L'exposition à la lumière vive représente une autre stratégie éprouvée pour modifier la chimie du cerveau. Les récepteurs de lumière spécialisés dans la rétine se connectent à des circuits profonds dans le cerveau qui régulent le rythme circadien. Et la lumière du soleil – plus de 100 fois plus brillante que l'éclairage intérieur typique – est le principal stimulateur des photorécepteurs des yeux: elle déclenche une cascade de réactions neurochimiques qui aident à synchroniser l'horloge corporelle. D'autre part, la privation prolongée de la lumière solaire entraîne des perturbations dépressives des rythmes biologiques qui régissent le sommeil, l'appétit, l'énergie et l'humeur. Heureusement, une exposition régulière à la lumière vive – soit par la lumière du soleil ou des caissons lumineux spécialement conçus – peut rétablir la fonction circadienne saine du cerveau. Plus d'une douzaine d'études publiées soutiennent son efficacité dans le traitement de la dépression.
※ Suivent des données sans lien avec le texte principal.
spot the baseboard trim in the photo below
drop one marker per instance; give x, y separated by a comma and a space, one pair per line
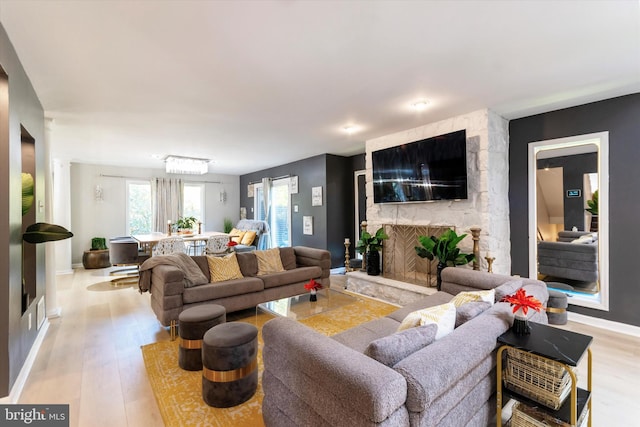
18, 386
609, 325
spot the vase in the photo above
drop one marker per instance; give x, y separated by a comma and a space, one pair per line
441, 266
520, 323
373, 263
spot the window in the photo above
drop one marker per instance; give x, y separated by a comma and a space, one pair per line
139, 209
193, 200
280, 215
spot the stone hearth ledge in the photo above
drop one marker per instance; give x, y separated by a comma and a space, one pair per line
393, 291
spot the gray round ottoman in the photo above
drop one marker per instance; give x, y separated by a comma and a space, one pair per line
557, 307
230, 364
193, 323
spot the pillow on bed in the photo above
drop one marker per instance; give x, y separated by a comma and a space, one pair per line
465, 297
443, 315
395, 347
224, 268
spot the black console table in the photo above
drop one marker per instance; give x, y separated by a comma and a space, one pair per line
557, 346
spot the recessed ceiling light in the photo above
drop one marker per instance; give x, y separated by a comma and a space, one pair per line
420, 105
350, 129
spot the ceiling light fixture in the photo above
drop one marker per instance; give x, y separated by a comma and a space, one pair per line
350, 129
186, 165
420, 105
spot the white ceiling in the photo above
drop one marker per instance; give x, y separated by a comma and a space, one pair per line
254, 84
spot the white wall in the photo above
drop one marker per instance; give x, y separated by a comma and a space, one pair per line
90, 218
487, 205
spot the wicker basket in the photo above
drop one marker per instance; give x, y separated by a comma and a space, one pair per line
526, 416
537, 378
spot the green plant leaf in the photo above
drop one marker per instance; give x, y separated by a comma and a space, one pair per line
444, 249
42, 232
27, 192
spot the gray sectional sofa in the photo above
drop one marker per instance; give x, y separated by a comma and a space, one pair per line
313, 380
169, 296
571, 257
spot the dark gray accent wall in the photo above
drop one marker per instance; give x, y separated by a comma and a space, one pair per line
620, 117
19, 106
331, 221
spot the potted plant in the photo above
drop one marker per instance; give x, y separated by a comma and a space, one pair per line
593, 210
98, 244
185, 224
313, 287
369, 246
445, 250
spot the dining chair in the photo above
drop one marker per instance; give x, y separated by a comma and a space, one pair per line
169, 245
125, 254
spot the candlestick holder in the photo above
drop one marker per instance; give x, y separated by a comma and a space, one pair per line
489, 263
363, 228
475, 233
347, 262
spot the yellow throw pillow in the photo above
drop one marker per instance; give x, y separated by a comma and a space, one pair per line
269, 261
465, 297
224, 268
248, 238
442, 315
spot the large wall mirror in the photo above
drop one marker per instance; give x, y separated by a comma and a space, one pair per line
569, 218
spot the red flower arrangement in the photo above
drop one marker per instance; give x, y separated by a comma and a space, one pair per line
520, 300
313, 285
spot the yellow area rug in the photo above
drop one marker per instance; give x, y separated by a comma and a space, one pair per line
179, 392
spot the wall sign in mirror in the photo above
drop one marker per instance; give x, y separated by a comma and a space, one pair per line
568, 217
316, 196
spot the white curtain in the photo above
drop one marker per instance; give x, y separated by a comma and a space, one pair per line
167, 194
266, 200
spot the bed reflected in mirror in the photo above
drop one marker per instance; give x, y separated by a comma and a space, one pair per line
567, 242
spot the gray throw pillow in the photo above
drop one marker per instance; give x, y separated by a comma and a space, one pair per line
395, 347
468, 311
508, 288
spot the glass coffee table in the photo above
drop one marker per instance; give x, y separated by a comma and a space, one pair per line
299, 307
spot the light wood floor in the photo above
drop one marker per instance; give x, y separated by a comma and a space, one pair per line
91, 359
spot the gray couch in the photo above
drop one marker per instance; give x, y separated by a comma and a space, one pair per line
568, 259
169, 296
313, 380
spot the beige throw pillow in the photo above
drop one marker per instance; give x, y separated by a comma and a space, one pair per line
224, 268
269, 261
443, 315
465, 297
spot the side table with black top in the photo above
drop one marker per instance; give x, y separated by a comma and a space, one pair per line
558, 346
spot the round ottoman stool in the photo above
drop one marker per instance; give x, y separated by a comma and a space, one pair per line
192, 325
230, 364
557, 307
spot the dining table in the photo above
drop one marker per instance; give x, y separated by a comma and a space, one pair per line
148, 241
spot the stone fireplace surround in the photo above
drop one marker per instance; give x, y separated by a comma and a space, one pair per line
486, 207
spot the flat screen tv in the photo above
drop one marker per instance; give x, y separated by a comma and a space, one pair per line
422, 171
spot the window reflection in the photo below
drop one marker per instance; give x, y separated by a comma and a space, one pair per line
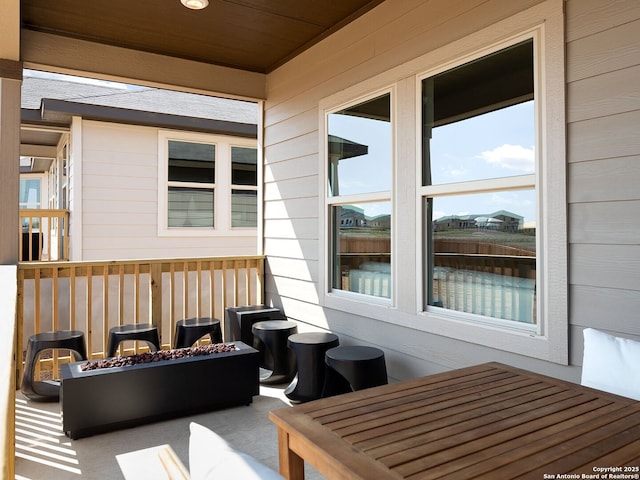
359, 148
362, 248
484, 262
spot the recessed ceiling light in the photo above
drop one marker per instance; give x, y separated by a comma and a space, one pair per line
195, 4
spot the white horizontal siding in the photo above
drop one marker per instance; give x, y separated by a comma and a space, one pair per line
603, 67
390, 38
120, 201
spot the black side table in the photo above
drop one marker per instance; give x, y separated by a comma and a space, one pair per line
353, 368
239, 320
72, 340
310, 350
144, 332
190, 330
277, 360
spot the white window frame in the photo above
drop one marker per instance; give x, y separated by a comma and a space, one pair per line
250, 188
222, 186
549, 341
336, 297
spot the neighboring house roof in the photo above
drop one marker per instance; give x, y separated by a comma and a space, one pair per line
146, 99
52, 102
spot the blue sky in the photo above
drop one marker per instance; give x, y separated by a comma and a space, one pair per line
497, 144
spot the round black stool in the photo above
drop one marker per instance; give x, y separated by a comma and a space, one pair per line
353, 368
239, 320
143, 332
190, 330
278, 361
310, 349
72, 340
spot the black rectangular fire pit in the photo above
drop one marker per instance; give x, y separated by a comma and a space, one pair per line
101, 400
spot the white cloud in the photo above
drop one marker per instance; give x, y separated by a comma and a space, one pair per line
513, 157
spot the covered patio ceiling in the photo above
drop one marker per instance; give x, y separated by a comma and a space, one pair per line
249, 35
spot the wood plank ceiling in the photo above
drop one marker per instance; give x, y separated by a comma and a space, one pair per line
252, 35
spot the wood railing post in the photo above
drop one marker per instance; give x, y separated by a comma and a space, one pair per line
155, 273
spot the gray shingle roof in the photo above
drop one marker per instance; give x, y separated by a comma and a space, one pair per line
34, 89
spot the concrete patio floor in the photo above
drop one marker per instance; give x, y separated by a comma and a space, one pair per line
43, 452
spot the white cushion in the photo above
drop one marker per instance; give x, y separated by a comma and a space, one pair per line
211, 457
611, 364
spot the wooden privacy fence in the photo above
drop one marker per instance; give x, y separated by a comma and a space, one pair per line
95, 296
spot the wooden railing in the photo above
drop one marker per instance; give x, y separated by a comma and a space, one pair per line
95, 296
7, 369
44, 235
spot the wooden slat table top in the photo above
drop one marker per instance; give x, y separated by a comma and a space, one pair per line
488, 421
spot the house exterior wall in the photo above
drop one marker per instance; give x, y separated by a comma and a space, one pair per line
119, 200
603, 116
603, 263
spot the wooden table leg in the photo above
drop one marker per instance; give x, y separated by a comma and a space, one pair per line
291, 465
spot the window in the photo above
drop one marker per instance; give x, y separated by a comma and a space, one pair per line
207, 185
359, 151
479, 193
244, 193
191, 184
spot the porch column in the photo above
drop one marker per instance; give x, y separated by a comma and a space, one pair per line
10, 87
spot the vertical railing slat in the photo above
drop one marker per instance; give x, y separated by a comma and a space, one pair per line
47, 282
155, 279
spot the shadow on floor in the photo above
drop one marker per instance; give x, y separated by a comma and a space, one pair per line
44, 452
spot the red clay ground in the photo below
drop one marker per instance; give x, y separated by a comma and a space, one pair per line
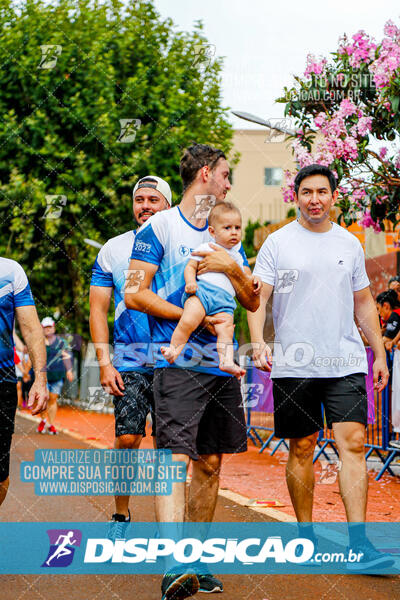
252, 474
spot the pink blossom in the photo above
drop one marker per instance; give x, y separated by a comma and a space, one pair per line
288, 188
359, 194
361, 50
387, 62
364, 125
320, 120
313, 66
347, 107
390, 30
350, 149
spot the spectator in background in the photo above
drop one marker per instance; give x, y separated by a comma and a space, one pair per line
59, 365
19, 373
394, 284
389, 313
27, 377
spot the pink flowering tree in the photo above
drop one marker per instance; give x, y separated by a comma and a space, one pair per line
346, 115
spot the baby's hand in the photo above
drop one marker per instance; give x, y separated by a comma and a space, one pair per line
257, 284
191, 288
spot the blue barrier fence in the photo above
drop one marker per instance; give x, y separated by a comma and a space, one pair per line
379, 434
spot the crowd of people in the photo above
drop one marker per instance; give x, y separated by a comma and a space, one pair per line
174, 280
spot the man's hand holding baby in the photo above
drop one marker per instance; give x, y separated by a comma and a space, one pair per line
191, 288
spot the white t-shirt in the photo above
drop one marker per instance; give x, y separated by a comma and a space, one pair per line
314, 276
219, 279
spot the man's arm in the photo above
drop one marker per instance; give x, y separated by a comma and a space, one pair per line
189, 274
145, 300
142, 298
262, 355
221, 262
32, 334
390, 344
99, 300
19, 344
367, 317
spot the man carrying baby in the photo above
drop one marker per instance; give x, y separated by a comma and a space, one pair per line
211, 293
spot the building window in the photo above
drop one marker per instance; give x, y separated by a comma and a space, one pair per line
273, 176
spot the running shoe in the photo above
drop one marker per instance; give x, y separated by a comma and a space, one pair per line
118, 526
395, 444
209, 584
371, 561
41, 426
177, 586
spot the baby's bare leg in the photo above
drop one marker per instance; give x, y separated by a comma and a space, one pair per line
225, 345
193, 314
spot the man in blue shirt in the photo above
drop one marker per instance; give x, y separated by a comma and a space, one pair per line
130, 378
198, 407
16, 299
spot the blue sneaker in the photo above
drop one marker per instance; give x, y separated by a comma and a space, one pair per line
371, 560
209, 584
118, 526
177, 586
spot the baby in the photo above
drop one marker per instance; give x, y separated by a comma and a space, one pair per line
211, 293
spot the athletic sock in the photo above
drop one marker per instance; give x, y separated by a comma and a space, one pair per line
357, 535
306, 530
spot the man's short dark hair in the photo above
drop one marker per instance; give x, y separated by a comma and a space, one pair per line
315, 170
395, 278
196, 157
388, 296
220, 209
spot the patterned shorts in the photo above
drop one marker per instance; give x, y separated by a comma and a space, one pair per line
132, 408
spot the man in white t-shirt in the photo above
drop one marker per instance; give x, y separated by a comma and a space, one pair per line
316, 270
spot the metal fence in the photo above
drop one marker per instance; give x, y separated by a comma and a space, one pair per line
379, 432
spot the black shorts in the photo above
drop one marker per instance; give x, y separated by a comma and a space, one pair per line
297, 403
8, 406
132, 408
198, 413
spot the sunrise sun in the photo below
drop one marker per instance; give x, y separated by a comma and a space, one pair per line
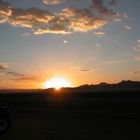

Là encore, l'un des moyens les plus efficaces de changer le cerveau consiste simplement à changer d'avis. Ce fait surprend souvent les gens, mais il ne devrait pas le faire, car les neurosciences modernes ont démontré de manière convaincante que l'esprit et le cerveau sont les deux faces de la même réalité sous-jacente. Dans les mots souvent cités de Marvin Minsky, «l'esprit est ce que le cerveau fait». Ainsi, par définition, toute altération des pensées ou des sentiments se reflète dans les changements correspondants de l'activité cérébrale.

Pourtant, nous, en Occident, sommes les héritiers intellectuels du dualisme cartésien – une croyance que le corps et l'esprit sont des entités radicalement distinctes et non liées – et cet héritage rend souvent difficile l'acceptation des idées de la neuroscience. Ainsi, il peut être carrément discordant d'entendre le psychisme vanté comme un chemin direct vers le fonctionnement interne de notre neurochimie. C'est pourquoi beaucoup ont été choqués par les récents comptes rendus de changements dans les fonctions cérébrales chez les patients en psychothérapie pour la dépression: si vous êtes un dualiste, il n'y a aucun mécanisme imaginable par lequel une simple conversation pourrait affecter le cerveau.

Bien sûr, le dualisme esprit-corps omniprésent aide aussi à expliquer pourquoi le mantra du «déséquilibre chimique» de Big Pharma demeure une stratégie marketing aussi efficace pour la vente de ses produits. Dommage, c'est une stratégie basée sur l'analphabétisme scientifique.

Stephen Ilardi est professeur agrégé de psychologie à l'Université du Kansas et auteur de The Depression Cure: Le programme en six étapes pour vaincre la dépression sans drogue.